Album Review: Mr.J.Medeiros – Friends, Enemies, Apples, Apples (2009)
Rating: 4.5 out of 5 Potholes
The name Mr.J.Medeiros may be new to some, but he has been grinding away at the hip-hop scene for quite some time now. He first leaped onto the scene with his group, The Procussions, and quickly moved onto a solo career, with a fine debut in Of Gods And Girls. But with any debut, almost every artist shows some weak points. Teaming up with Stro the 89th Key on the boards once again, is Friends, Enemies, Apples, Apples the masterpiece, Of Gods And Girls was so close to becoming?
“My name is Mr.J.Medeiros, and I believe in the power of love.” The first words we hear from Medeiros on the opening track, “Children”, a statement so bold that one can’t help but take a moment to reflect on the true meaning. But does this proclamation make Medeiros soft? The answer is no. In fact, it deserves nothing but utmost praise, setting the pace for what might be one of the most innovative and introspective hip-hop albums to grace your ears in quite some time.
That innovation and introspection is drawn directly from Mr.J’s ability to pull himself from the current trends of hip-hop and mold intricate stories through his poetic rhyme schemes. Spanning moods of happiness, loneliness, darkness and hope, Medeiros has no trouble speaking his mind. The lead single, “Holding On”, featuring Tara Ellis, and quite possibly one of the most beautiful songs of the past few years, greets the audience with a message of great inspiration and encouragement. He continues his wonderful storytelling in “Left Me”, shifting the tides to a tragic sentiment, casting the mind on thoughts of death and emptiness.
But don’t get it twisted, this album isn’t just some book of poems, Medeiros does his fair share of fire-spitting as well. And he does so specifically on tracks like “Smile” and “Brutus”, allowing him to showcase his plethora of punchlines, speaking of evil, lies, deceit, and “sticking it to the man.” We then get to see Mr.J straight body a break beat on “Tarket Market”, serving as one giant social commentary, spanning the many wrongdoings of corporations and shady marketing ploys. Moving on though, we do run into a misstep here and there. Most notably the bass lathered, “Apples Apples”, which may float some boats, but just didn’t seem to work with Medeiros’ style in the big picture.
Before we conclude, we cannot go any further without noting the other elements that made this wonderful project come true.

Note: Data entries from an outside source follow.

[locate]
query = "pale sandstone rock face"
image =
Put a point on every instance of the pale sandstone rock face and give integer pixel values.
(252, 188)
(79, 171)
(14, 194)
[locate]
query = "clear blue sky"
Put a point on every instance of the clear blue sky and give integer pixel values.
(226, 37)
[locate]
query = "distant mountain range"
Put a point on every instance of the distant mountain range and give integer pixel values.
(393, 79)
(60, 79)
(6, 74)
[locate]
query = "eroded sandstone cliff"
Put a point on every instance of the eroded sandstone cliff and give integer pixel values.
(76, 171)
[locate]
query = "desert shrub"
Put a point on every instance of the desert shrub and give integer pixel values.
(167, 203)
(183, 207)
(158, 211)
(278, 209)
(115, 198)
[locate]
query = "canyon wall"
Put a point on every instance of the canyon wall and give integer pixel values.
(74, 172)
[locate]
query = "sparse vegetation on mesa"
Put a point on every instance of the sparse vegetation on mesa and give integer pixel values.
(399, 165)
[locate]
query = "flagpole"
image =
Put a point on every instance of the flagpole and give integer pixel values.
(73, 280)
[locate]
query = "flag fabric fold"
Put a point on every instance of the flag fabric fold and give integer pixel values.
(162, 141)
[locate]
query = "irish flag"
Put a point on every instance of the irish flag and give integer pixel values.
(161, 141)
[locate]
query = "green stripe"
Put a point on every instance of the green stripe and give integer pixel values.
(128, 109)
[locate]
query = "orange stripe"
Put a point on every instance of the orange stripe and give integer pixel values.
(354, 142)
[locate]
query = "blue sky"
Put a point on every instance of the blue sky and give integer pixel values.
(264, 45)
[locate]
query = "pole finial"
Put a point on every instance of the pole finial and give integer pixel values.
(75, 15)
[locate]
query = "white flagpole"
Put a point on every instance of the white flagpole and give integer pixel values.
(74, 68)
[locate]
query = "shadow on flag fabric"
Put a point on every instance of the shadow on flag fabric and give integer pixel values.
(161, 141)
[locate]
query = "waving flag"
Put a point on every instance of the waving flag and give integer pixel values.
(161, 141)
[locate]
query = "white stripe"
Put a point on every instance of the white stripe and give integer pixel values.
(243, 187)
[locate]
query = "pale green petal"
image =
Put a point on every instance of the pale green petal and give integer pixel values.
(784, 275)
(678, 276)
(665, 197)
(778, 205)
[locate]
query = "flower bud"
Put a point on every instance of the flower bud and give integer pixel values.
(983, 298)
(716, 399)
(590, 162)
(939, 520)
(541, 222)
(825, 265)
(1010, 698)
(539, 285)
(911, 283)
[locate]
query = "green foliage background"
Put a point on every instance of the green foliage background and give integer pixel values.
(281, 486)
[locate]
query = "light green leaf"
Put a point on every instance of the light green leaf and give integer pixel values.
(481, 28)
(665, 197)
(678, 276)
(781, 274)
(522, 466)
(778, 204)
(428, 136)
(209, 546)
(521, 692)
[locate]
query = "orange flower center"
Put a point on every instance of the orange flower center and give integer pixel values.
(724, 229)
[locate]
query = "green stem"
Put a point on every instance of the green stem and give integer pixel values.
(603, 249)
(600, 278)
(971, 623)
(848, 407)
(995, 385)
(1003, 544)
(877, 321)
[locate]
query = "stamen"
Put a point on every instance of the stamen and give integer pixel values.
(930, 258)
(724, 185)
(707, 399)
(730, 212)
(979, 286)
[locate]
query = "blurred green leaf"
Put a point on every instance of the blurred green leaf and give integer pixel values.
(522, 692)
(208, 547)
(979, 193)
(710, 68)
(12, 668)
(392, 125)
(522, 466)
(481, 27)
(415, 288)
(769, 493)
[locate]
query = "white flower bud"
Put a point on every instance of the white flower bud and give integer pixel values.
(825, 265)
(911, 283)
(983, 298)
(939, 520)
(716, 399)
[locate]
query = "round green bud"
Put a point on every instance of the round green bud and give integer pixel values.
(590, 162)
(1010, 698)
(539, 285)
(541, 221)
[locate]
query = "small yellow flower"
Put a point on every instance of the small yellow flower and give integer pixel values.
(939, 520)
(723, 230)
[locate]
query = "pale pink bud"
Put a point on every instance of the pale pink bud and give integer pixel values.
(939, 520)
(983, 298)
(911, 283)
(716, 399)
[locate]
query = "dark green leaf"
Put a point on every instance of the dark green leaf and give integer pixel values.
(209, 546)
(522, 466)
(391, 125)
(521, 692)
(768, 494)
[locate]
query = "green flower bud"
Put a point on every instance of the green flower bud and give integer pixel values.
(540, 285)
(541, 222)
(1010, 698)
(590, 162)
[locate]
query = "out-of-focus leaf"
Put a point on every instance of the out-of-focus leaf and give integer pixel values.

Stro the 89th Key truly graced this album with a beautiful sonic panorama. While stretching several different new elements and influences in his production, he continued to bless us with that signature sound that we have all come to know and love from Stro. You may have also noticed that with the exception of Tara Ellis, there were zero guest vocal features on Friends, Enemies, Apples, Apples. But that was the only other ingredient they needed, as Ms. Ellis patched together any possible gaps with her delicate, captivating voice.
Friends, Enemeis, Apples, Apples, is not only a tasteful album for the ages, but a true display of growth from Mr.J.Medeiros. He able to devise groundbreaking social commentary and he did it while crafting some infectious and enjoyable music that people of all shapes and sizes can enjoy and relate to. It’s rare to see a hip-hop artist in this day and age rise up to the occasion and speak for what he believes in. Hopefully more artists can take note and follow suit.